Główne pojęcia
The robustness of state-of-the-art tabular question answering models is limited when applied to scientific tables and associated text, as demonstrated by the low performance on the SciTabQA dataset.
Streszczenie
The authors introduce a new dataset called "SciTabQA" for evaluating tabular question answering (QA) models on scientific tables and associated text. The dataset consists of 822 question-answer pairs from 198 table-description pairs in the computer science domain.
The authors benchmark three state-of-the-art tabular QA models - TAPAS, TAPEX, and OmniTab - on the SciTabQA dataset. They find that the best F1 score is only 0.462, indicating the challenging nature of the dataset.
Surprisingly, the authors observe that adding the table caption and description information to the input actually degrades the overall performance of the models.

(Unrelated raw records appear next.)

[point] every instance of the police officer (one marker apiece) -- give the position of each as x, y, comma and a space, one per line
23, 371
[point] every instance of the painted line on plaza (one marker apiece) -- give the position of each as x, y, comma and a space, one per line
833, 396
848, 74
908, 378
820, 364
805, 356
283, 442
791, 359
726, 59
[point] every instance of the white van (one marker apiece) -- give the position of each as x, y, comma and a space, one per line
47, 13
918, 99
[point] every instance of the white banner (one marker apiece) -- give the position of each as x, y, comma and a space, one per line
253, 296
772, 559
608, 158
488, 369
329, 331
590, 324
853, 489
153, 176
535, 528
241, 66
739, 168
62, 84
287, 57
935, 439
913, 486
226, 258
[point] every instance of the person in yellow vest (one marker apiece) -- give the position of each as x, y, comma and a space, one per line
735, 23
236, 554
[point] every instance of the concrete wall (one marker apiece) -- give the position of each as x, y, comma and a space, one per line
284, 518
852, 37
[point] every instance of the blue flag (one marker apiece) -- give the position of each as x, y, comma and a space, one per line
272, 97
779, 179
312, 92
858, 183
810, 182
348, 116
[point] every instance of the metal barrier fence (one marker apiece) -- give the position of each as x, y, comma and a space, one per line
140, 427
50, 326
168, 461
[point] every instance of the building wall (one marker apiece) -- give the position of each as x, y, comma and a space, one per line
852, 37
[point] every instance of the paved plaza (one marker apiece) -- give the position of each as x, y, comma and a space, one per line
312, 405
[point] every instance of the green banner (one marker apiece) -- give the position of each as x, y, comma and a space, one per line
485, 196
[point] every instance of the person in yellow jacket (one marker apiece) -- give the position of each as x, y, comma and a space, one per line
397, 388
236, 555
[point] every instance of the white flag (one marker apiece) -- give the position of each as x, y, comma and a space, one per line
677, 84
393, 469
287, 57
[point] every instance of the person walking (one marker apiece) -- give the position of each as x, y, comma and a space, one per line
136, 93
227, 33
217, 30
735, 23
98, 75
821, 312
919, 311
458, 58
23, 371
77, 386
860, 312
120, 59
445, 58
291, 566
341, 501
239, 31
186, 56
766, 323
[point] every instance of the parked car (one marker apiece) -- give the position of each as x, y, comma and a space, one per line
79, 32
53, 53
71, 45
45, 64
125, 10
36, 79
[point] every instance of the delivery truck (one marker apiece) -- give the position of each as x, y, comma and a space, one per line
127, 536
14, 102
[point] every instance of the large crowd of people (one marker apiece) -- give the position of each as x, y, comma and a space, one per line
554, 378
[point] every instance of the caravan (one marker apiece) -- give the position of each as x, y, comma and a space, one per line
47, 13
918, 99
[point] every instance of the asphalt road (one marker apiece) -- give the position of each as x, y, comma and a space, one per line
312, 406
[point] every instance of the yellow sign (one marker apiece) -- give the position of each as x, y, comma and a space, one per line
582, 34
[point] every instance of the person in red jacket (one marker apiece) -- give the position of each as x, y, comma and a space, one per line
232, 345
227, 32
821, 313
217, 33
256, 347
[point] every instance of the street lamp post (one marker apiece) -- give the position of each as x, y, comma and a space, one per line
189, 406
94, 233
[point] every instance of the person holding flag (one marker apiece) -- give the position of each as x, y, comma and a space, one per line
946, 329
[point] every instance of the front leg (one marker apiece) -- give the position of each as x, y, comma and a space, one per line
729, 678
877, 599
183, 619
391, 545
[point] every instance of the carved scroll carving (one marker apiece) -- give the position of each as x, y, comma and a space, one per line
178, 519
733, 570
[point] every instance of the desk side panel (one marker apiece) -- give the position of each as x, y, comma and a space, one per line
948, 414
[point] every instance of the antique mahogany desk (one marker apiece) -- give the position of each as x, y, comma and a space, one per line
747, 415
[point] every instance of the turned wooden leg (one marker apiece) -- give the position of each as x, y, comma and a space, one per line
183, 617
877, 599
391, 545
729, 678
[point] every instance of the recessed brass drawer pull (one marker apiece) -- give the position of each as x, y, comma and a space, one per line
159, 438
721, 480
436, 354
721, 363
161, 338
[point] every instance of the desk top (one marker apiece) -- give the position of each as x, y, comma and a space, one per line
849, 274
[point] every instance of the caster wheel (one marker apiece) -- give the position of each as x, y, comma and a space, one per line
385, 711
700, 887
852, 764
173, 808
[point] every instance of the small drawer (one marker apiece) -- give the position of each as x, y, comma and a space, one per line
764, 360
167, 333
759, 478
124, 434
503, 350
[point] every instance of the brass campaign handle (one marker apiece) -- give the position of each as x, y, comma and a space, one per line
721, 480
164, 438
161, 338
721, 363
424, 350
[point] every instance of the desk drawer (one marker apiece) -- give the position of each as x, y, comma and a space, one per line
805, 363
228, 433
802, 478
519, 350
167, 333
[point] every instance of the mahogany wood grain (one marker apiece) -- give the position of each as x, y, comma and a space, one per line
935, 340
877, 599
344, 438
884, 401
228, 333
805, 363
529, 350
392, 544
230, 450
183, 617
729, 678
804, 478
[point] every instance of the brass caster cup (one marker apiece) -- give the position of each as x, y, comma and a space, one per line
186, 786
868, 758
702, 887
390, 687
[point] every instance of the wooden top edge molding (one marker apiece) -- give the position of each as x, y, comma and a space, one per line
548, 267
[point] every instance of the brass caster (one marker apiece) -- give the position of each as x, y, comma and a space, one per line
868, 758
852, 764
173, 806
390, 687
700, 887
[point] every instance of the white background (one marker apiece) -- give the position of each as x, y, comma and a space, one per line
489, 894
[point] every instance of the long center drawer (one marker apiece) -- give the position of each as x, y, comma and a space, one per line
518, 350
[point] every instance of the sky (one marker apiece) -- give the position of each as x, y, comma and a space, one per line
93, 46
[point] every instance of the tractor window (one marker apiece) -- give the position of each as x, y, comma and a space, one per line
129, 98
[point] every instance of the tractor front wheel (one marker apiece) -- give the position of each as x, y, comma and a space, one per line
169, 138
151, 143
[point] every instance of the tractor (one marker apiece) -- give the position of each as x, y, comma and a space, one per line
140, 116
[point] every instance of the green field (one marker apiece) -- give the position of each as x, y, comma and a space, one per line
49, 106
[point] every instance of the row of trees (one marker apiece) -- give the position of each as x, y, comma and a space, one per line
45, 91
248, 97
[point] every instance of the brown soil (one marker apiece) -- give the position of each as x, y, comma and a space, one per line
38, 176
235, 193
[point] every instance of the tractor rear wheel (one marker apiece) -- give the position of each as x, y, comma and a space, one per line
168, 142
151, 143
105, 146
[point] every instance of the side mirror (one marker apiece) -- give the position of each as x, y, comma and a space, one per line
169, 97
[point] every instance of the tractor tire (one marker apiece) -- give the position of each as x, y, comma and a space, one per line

However, they find that for questions that require both textual and tabular information to answer, adding the caption and description helps improve the performance.
The authors also analyze the effect of input truncation on the models' performance and find that it is a significant factor, especially for the TAPAS model. They further show that the models trained on the SciTabQA dataset perform much better than those directly transferred from the WikiTableQuestions dataset.
Statystyki
The dataset consists of 822 question-answer pairs from 198 table-description pairs in the computer science domain.